Staphylococcal scalded skin syndrome (SSSS) is caused by an exfoliative exotoxin-producing strain of Staphylococcus aureus. The physical exam findings result from the delivery of this toxin through the circulation to the skin. It most commonly presents in infants and children younger than 5 years of age.10
The exotoxin is carried through the circulation to the skin, where it targets the epidermal granular cells and activates a serine protease that cleaves the cell adhesion molecule desmoglein. Keratinocyte damage results in epidermal separation. The location of separation in SSSS is mid-epidermal, as compared to TEN, which is sub-epidermal at the dermal–epidermal junction. In localized SSSS, S. aureus enters the skin through a disruption, causes local infection, and releases exfoliative toxins. In generalized SSSS, exfoliative toxin circulates throughout the body from a colonization site (e.g., nares, groin, and umbilicus) or local infection (e.g., wound infection, septic arthritis, and osteomyelitis) and results in large areas of exfoliation.13
SSSS usually starts with prodromal symptoms including pharyngitis and conjunctivitis, and is soon followed by fever, malaise, and a blistering skin eruption. The area rapidly enlarges and coalesces, appearing similar to sunburn, which usually starts over the face, neck, axillae, and groin. Large, superficial bullae then form over the erythematous areas and rupture. The skin is exquisitely tender and fragile. Gentle rubbing of the skin results in desquamation of the epidermis, exposing a moist red base with the characteristic scalded appearance (Fig. 95-4). In infants and preschool children, the lesions are limited to the upper body, but in newborns, the entire cutaneous surface is involved (Ritter disease).

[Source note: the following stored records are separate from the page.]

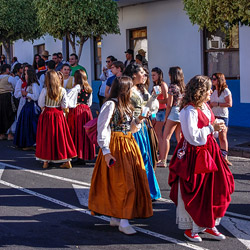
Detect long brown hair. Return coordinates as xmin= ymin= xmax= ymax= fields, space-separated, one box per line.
xmin=107 ymin=76 xmax=133 ymax=123
xmin=151 ymin=67 xmax=163 ymax=86
xmin=56 ymin=71 xmax=64 ymax=87
xmin=168 ymin=66 xmax=185 ymax=94
xmin=180 ymin=75 xmax=212 ymax=110
xmin=74 ymin=69 xmax=92 ymax=94
xmin=26 ymin=68 xmax=40 ymax=86
xmin=213 ymin=73 xmax=228 ymax=97
xmin=45 ymin=70 xmax=61 ymax=101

Patients with severe SSSS are managed similarly to burn patients because of the increased risk of fluid and electrolyte losses through the exposed skin, and due to the risk of secondary infection. Unlike burn patients, however, the mainstay of treatment for SSSS is the rapid initiation of antibiotics. IV nafcillin (200 mg/kg/day) is the drug of choice since it adequately treats infections caused by penicillinase-producing Staphylococci. Other options for antibiotic therapy include cefazolin (100–150 mg/kg/day) and clindamycin (30 mg/kg/day). Skin tenderness can be relieved by local and systemic agents. Due to the fragile nature of the skin, handling should be minimized, and pressure-relieving mattresses can be utilized. Corticosteroids are contraindicated.12,13 SSSS carries an 11% mortality rate in children with severe extensive skin involvement; however, the majority of the cases occur without sequelae or scarring.12
Blood cultures, as well as cultures from the nose, nasopharynx, conjunctivae, and external ear canal, may isolate the offending pathogen.